KSCL’s performance in Q3FY18 was impacted by lower hybrid corn seed sales, however favourable product mix, lower inventory writeoffs and tight cost control led to improvement in profitability. KSCL’s new product launches and geographic expansion initiatives helped the company capitalise on the increase in cotton acreage during the 9MFY18.In the near term (Q4FY18E), growth in   non-cotton crop segment and reduced inventory write-offs will further aid in improving performance. KSCL’s cotton seed sales volume is set to increase from 5.4m packets in FY17 to 7m packets in FY18E. In the non-cotton crop segment, hybrid rice, hybrid pearl millet   and vegetable segment will drive growth at 8-10% in FY18E. In the long term, strengthening market share in cotton seed business (currently ~15%), increasing contribution from non-cotton crop seeds sales and expanding the geographic presence within India will be the key growth drivers.  We retain our neutral recommendation with reduced target price of  Rs545 (14x FY20E earnings).

Underlying
Kaveri Seed

Kaveri Seed Company Ltd. Kaveri Seed Company Limited is an India-based seed company.
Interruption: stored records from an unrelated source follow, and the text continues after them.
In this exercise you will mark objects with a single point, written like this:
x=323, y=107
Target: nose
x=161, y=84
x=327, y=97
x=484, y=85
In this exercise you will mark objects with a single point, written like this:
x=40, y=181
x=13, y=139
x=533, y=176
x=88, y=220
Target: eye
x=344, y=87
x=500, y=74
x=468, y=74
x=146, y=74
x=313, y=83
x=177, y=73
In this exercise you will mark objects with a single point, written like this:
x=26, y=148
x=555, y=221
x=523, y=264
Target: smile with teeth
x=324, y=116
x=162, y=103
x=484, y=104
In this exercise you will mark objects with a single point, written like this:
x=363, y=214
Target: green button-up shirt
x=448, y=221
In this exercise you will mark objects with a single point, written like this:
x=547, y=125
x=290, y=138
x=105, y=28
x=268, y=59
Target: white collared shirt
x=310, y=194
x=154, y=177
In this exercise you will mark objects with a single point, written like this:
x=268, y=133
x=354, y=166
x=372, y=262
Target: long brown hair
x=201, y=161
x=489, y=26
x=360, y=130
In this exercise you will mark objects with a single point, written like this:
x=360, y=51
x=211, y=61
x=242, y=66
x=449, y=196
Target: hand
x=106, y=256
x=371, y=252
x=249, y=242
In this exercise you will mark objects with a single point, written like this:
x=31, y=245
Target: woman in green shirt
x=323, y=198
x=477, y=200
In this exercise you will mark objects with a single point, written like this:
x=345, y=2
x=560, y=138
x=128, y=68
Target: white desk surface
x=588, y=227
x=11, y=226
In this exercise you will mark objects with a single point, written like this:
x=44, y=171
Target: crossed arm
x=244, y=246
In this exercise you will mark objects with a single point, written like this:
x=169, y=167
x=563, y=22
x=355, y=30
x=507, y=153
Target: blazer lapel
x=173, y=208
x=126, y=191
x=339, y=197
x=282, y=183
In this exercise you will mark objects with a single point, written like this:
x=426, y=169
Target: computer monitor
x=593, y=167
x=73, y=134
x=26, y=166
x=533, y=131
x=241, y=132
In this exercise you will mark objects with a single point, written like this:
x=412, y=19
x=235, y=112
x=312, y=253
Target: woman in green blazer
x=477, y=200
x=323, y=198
The Company is engaged in the production, processing and marketing of hybrid seeds. It owns over 600 acres of farm land. It offers products in two categories: filed crops and vegetables. Its range of field crops includes corn, paddy, cotton, sunflower, mustard, sorghum, pulses, bajra and wheat. Its range of vegetables includes tomatoes, okra, chilies, watermelon, gourds and brinjal. Its range of corn seeds includes Kaveri 225, Kaveri 2288 (Ekka), Kaveri 244+, Kaveri 50 and Kaveri 25K55. Its range of paddy seeds includes Supreme Sona, Kaveri 9090, Kaveri 108 (Sampurna), KPH 412 and Chintu. Its range of cotton seeds includes Jaadoo, Jackpot, ATM and Singha. Its range of sunflower seeds includes Kaveri 678 (Leader), Kaveri 618 Extra, Kaveri 7049 (Champ), KSFH 7032 (Sunkranti) and Kaveri 9004. Its range of mustard seeds includes Kaveri AK47 and Kaveri 36.

Provider
IDFC Securities
IDFC Securities

IDFC Securities Ltd., a subsidiary of the Infrastructure Development Finance Company (IDFC) wherein the Government of India holds a 20% interest, is India's leading equities broker catering to most of the prominent financial institutions,  both foreign and domestic investing in Indian equities. A research team of experienced and dedicated experts ensures the flow of critically investigated stock ideas and portfolio strategies for our clients. Our coverage spans across various growth sectors such as agriculture, automobiles, Consumer Goods, Technology, Healthcare, Infrastructure, Media, Power, Real Estate, Telecom, Capital Goods, Logistics, Cement  amongst other sectors. Our clients value us for our strong research-led investment ideas, superior client servicing track record and exceptional execution skills.